Best Laser For Cutting Brass

Being a metallic alloy, brass falls under the category as a reflective, non-corrosive, highly machinable with great thermal properties, material. It is produced in many forms such as rods, tubing, sheets, rolls to produce industrial and precision parts. Methods to manipulate brass parts into a tangible product are CNC, Sawing, metal lathe, plasma cutters and laser cutters. When it comes to laser cutting, the choice for cutting brass is narrow. The following will help guide what is the best laser technology to cut brass.

• Ultraviolet lasers: Though UV laser technology has found its place in precision manufacturing, cutting brass is not recommended. The high reflectivity of brass and the power needed to cut through, do make for a great fit.
• Infrared laser Technology: IR lasers, do cut metal alloys well, especially thin gauges of stainless steel. However, brass too is challenging for this wavelength.
• CO2 lasers: This type of laser system does not cut metals well.

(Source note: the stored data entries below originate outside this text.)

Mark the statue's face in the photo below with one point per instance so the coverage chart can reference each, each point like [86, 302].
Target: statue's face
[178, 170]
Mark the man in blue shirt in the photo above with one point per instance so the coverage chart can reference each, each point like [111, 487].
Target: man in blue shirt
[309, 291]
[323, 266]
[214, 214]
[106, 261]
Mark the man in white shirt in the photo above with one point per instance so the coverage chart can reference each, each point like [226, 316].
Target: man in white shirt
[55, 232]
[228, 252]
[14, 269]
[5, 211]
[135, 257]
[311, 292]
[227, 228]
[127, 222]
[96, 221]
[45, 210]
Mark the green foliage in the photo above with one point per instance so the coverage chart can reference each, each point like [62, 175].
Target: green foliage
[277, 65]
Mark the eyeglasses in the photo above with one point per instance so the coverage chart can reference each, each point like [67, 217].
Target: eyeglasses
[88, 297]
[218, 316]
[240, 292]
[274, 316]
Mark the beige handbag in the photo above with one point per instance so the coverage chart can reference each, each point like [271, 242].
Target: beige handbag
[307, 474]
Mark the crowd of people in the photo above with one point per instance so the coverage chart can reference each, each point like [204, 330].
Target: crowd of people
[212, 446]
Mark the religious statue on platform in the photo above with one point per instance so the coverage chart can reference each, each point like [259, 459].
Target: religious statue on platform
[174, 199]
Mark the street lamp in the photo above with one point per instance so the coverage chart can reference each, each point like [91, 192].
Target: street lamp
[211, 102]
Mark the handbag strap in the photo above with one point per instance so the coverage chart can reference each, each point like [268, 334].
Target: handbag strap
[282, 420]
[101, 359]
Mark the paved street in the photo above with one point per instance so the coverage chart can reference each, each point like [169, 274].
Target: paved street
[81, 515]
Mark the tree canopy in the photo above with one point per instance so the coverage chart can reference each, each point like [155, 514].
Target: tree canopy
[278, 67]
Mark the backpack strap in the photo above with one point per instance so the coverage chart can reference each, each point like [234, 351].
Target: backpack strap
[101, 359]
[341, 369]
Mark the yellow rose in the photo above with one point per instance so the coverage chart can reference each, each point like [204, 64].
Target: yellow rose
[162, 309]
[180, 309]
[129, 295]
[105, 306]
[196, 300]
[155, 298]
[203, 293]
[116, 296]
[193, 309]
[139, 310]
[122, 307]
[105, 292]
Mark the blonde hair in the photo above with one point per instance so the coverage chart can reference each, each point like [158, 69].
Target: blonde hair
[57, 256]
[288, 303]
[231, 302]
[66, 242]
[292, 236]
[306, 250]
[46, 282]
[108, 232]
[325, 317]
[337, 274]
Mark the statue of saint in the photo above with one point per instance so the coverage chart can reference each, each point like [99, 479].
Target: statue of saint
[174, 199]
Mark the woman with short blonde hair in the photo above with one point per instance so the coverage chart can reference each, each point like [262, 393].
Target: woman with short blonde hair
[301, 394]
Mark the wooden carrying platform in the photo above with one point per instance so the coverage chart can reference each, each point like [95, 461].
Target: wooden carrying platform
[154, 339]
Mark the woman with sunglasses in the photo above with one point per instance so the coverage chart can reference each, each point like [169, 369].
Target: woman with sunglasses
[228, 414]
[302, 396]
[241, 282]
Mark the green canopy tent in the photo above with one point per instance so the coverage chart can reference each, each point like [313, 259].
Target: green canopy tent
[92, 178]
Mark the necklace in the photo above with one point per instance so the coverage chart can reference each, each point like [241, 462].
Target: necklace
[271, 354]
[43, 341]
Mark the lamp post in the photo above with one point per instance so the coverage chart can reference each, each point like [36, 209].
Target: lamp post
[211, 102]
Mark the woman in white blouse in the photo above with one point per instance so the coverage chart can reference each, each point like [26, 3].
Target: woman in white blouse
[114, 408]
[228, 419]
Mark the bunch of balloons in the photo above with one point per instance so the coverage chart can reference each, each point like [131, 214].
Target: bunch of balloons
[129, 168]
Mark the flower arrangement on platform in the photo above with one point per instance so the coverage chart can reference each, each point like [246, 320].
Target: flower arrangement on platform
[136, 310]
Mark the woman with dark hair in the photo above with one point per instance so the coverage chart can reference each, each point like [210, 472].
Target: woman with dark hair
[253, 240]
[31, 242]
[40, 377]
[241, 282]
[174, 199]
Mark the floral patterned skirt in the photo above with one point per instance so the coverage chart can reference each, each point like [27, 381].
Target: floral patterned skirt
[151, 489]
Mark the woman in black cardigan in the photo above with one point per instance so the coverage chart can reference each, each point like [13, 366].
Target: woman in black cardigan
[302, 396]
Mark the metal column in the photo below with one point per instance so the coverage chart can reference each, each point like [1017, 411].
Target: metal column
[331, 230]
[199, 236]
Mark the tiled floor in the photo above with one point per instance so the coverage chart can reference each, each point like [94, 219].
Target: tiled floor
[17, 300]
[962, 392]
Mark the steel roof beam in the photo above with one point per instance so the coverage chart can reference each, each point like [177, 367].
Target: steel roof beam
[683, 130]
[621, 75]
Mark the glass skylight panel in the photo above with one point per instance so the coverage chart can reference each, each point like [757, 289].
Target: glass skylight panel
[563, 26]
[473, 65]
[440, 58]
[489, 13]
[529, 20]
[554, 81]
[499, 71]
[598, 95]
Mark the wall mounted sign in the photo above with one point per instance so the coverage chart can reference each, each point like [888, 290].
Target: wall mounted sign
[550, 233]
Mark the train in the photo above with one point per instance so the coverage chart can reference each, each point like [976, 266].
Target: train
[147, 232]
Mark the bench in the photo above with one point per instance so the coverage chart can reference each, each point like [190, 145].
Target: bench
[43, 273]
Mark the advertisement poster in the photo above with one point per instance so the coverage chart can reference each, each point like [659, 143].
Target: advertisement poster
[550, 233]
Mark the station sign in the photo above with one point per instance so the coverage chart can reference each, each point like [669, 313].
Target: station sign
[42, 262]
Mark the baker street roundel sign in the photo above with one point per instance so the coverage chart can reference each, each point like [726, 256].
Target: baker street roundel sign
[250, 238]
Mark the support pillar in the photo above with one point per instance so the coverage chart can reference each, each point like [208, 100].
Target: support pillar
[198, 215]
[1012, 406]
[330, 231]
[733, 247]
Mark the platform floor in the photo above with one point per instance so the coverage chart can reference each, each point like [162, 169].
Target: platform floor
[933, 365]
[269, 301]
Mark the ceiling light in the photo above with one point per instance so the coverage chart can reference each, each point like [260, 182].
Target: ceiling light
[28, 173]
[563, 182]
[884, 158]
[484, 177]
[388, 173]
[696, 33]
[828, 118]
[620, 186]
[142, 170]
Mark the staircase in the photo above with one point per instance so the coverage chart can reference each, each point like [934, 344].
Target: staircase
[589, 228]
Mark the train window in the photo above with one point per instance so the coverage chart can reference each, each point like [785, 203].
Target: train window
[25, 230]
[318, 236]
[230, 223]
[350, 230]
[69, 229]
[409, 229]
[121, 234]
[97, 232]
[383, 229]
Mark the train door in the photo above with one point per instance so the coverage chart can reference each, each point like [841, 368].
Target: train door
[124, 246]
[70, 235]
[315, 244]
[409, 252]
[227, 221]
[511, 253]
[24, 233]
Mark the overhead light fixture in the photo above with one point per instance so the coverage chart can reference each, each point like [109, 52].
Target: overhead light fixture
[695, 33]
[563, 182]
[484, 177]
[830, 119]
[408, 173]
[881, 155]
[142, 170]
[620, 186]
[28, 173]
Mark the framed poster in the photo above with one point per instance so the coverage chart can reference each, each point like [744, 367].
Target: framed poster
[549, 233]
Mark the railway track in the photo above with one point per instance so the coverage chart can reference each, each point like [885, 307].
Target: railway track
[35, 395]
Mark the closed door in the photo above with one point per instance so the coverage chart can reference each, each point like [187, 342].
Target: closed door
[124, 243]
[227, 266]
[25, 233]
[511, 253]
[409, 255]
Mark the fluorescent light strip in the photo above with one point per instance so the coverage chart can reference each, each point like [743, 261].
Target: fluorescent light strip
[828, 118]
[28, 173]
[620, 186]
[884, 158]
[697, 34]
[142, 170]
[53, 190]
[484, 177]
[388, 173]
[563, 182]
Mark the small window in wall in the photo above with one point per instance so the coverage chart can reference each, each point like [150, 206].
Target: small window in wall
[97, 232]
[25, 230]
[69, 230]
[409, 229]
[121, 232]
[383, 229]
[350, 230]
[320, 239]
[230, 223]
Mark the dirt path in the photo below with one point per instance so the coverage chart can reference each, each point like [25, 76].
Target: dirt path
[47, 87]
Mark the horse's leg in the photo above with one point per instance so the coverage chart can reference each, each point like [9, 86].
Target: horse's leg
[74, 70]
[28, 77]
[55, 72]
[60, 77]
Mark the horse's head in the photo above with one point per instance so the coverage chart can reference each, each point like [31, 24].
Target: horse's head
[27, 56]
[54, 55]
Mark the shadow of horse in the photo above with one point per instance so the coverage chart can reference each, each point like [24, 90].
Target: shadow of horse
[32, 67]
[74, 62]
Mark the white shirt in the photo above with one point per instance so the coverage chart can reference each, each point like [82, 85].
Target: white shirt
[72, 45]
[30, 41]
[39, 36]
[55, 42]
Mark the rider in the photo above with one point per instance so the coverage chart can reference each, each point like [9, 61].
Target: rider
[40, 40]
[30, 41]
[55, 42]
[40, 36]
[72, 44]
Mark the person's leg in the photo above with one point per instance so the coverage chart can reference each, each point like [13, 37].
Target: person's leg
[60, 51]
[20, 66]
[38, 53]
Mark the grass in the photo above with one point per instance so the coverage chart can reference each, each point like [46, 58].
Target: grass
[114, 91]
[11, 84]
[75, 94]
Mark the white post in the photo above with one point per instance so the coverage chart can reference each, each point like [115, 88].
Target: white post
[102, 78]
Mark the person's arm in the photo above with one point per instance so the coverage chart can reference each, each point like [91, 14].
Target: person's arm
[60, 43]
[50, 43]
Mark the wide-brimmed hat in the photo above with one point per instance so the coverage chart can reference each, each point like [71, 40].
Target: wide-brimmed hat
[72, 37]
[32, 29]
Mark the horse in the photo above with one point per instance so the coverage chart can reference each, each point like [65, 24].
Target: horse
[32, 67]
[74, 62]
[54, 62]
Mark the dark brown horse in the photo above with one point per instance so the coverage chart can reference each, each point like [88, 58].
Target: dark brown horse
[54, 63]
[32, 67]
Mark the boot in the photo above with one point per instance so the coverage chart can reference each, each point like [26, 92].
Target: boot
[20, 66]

However, for cutting non-conductive materials like wood, paper and plastics, the results can be very satisfying.
• Pico Second Lasers: Using higher power and a shorter wavelength, a Pico second laser can cut brass with an addition of assisted gas to get good cut edge quality.
• Femto Second Lasers: Using shorter wavelengths than a Pico laser, Femto systems can cut copper.
• Fiber Laser: Fiber laser technology uses a fiber optic cable as the gain medium. This silica glass cable is subjected to light sources powered from wattages of 10-50- 100-400 watts and higher for example. With beam diameters of ranging from 18um to 38um in some systems, very fine precision parts can be cut.

Cutting brass does depend on the project and requirements of each. Planning with your service provider will guide to the method that gives the best results.